Note that we dump words found in HTML comments, and replace   with spaces. Then, $content = preg_replace("/<[A-Za-z]+[^>]*?>/i", "\\0 ", $content); dumps tags (but NOT content between opening and closing tags!) like <P> <SPAN>, etc., including tags with attributes. The + means one or more alphabetic characters follow the < and the [^>]*?> means zero or more characters that aren't the > character can come before the > character. That means attributes, such as id="myid". Without this allowing for attributes, no match would be made on <P id="myid">, and it may be that this is at the start of your page and the </P> tag at the end of the page so as a result this script would find that THE PAGE HAS NO WORDS ON IT!
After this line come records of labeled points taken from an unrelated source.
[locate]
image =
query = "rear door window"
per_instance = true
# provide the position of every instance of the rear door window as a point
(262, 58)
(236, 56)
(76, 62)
It's a good thing all the filtering happens BEFORE the strip_tags() function dumps all remaining tags on the page plus everything between tags, because otherwise an opening and closing DIV tag would be deleted along with everything between it, which is likely to be all page contents. The previously discussed tag cleaner $content = preg_replace("/<[A-Za-z]+[^>]*?>/i", "\\0 ", $content); and the end tag cleaner $content = preg_replace("/<\/[A-Za-z]+>/", "\\0 ", $content); are much less destructive, leaving alone everything between tags such as DIVs, SPANs, and Ps. This enables the words on the page to be left for the script to find and sort.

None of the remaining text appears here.